Irving Berlin (born Israel Beilin, May 11, 1888 – September 22, 1989) is, without a doubt, the father of modern American music, and one of the most prolific composers of the early and mid twentieth century. His music has become an integral part of American musical culture. It is almost impossible for anyone alive to have not heard a song he wrote. His songs include "Alexander's Ragtime Band," "Puttin' on the Ritz,"note "White Christmas", and "God Bless America."

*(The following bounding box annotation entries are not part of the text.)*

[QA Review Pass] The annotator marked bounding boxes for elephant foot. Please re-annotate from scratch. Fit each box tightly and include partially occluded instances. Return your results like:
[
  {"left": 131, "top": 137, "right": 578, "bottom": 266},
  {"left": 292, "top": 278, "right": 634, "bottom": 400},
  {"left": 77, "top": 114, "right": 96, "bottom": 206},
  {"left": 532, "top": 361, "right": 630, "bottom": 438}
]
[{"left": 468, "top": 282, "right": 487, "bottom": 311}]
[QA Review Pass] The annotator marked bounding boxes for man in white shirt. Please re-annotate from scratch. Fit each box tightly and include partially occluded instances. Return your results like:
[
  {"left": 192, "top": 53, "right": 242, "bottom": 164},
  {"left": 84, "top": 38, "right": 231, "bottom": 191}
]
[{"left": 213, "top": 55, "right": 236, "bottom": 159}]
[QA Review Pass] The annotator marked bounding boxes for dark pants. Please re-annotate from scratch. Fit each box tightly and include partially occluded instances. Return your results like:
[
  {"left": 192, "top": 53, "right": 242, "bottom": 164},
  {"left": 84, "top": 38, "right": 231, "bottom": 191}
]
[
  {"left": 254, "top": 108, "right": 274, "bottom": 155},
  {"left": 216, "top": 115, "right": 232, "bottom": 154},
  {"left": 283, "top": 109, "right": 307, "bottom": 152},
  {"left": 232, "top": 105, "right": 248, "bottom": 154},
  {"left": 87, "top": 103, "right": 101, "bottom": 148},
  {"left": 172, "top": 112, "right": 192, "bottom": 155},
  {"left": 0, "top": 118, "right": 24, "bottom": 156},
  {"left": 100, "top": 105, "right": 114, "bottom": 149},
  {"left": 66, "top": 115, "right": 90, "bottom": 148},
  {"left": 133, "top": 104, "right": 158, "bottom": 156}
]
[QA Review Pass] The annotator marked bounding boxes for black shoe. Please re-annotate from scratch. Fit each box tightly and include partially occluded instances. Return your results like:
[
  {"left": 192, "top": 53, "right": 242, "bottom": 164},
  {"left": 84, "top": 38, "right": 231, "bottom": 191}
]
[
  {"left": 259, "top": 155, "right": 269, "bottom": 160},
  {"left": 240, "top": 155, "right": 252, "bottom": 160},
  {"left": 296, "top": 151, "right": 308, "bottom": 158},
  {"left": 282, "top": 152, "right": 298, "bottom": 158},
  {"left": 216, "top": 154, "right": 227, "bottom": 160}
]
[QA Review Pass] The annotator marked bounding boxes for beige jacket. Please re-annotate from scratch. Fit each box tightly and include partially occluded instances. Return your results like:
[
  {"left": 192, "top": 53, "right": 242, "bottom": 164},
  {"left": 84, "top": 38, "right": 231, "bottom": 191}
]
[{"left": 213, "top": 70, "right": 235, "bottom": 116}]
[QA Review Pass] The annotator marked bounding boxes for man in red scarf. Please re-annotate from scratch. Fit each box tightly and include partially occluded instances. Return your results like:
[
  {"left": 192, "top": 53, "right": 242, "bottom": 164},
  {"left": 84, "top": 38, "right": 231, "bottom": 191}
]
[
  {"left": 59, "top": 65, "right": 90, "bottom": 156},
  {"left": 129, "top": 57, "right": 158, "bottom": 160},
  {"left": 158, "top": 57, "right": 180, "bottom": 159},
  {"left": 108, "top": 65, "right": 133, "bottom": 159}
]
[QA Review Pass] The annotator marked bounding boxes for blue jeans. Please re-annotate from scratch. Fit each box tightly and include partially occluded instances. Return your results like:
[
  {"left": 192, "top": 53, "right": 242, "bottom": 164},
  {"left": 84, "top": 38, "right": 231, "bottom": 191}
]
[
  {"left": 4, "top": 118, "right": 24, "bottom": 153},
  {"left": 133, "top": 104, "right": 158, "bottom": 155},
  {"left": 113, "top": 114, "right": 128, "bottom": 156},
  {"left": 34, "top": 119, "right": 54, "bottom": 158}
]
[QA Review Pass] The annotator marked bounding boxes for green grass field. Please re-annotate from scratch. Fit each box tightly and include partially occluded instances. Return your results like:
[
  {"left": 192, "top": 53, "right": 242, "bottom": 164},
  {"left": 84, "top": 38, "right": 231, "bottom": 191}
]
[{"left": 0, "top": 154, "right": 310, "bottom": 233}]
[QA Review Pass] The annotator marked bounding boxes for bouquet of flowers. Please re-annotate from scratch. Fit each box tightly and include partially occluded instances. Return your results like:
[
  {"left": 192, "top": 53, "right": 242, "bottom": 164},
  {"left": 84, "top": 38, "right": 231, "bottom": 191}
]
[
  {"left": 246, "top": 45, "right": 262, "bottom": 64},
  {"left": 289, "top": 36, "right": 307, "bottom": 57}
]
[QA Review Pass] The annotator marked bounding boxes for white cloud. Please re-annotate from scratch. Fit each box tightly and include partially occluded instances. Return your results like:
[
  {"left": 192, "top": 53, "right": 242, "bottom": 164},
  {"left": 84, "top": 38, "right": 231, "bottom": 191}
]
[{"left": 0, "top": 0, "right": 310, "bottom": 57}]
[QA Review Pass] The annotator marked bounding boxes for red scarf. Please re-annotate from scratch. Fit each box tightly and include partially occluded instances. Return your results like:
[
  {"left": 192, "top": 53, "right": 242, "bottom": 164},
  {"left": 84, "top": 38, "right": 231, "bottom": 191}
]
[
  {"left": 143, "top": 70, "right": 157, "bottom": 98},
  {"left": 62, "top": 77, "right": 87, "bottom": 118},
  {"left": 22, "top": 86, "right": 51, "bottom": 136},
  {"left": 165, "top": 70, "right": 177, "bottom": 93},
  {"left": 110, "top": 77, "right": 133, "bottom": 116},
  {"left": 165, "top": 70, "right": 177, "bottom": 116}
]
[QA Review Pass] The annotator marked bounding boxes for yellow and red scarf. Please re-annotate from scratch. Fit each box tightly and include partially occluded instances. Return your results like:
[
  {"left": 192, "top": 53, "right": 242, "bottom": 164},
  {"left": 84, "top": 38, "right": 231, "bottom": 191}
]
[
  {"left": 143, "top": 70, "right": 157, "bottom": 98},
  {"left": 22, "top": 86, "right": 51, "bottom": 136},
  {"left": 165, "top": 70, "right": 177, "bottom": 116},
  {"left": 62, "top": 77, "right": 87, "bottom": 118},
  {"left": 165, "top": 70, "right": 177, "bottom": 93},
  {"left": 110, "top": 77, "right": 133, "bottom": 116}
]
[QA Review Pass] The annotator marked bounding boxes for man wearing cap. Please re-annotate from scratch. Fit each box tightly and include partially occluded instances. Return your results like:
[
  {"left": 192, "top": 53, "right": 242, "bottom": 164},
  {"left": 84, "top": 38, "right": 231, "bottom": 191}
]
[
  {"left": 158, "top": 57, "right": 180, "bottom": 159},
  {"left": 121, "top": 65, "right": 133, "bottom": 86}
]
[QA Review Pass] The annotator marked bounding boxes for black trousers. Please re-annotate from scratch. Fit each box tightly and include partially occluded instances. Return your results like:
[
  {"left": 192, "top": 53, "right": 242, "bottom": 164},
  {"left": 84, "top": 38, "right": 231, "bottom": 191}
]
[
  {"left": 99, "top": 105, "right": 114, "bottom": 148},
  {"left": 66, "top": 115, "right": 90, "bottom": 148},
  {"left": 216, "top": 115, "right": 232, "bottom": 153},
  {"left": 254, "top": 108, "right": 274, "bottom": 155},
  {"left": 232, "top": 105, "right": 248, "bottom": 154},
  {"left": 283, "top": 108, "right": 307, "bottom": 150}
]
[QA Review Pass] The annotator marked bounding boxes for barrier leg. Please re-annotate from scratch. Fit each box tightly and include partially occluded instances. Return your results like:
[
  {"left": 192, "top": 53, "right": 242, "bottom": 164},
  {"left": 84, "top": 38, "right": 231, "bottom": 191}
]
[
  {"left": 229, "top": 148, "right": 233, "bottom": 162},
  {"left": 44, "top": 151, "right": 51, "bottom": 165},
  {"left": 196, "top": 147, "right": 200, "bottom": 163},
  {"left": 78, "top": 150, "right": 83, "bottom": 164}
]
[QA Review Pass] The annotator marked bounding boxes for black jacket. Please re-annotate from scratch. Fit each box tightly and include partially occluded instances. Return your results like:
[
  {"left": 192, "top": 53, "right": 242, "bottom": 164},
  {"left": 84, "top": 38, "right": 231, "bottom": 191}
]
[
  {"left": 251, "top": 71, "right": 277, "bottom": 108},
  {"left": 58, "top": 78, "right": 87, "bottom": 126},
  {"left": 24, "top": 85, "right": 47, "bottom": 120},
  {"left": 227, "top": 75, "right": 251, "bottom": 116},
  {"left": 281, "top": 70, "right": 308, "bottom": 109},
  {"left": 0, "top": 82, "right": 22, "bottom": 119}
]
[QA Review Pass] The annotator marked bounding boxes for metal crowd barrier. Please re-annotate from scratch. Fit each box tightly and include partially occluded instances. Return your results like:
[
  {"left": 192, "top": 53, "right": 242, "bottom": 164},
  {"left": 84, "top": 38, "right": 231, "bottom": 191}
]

List of film/theatre scores
- Puttin' on the Ritz (1930)
- Top Hat (1935)
- Follow the Fleet (1936)
- Alexander's Ragtime Band (1938)
- Carefree (1938)
- Holiday Inn (1942)
- Easter Parade (1948)
- Annie Get Your Gun (theatre: 1946; film: 1950)
- White Christmas (1954)
This composer is an example of the following tropes:
- An Immigrant's Tale: He was born in Russia and came to the U.S. as a child.
- Blue Is Calm: "Blue Skies" extols blue skies and bluebirds indicators of inner peace and that things are looking up.
- Break Up Song: While he wrote plenty of straightforward love songs, quite a few of his standards are about relationships that have broken up or are about to, including "All Alone," "All By Myself," "What'll I Do?," "How About Me?," "[You Forgot To] Remember," and "Say It Isn't So."
- Christmas Songs: "White Christmas" is the most popular American Christmas song.
- Counterpoint Duet: He had one of the first hits in this format with 1914's "Play a Simple Melody" and returned to it throughout his career, including his last big hit, "You're Just In Love" from Call Me Madam, and his last new song in a musical, "An Old-Fashioned Wedding" from a 1966 revival of Annie Get Your Gun.
- Dreaming of a White Christmas: Trope Namer, though the not-very-commonly-performed verse establishes that the narrator is experiencing a sunny and warm Christmas Eve in "Beverly Hills, L.A." and is reminiscing about the snowy Christmases of his youth.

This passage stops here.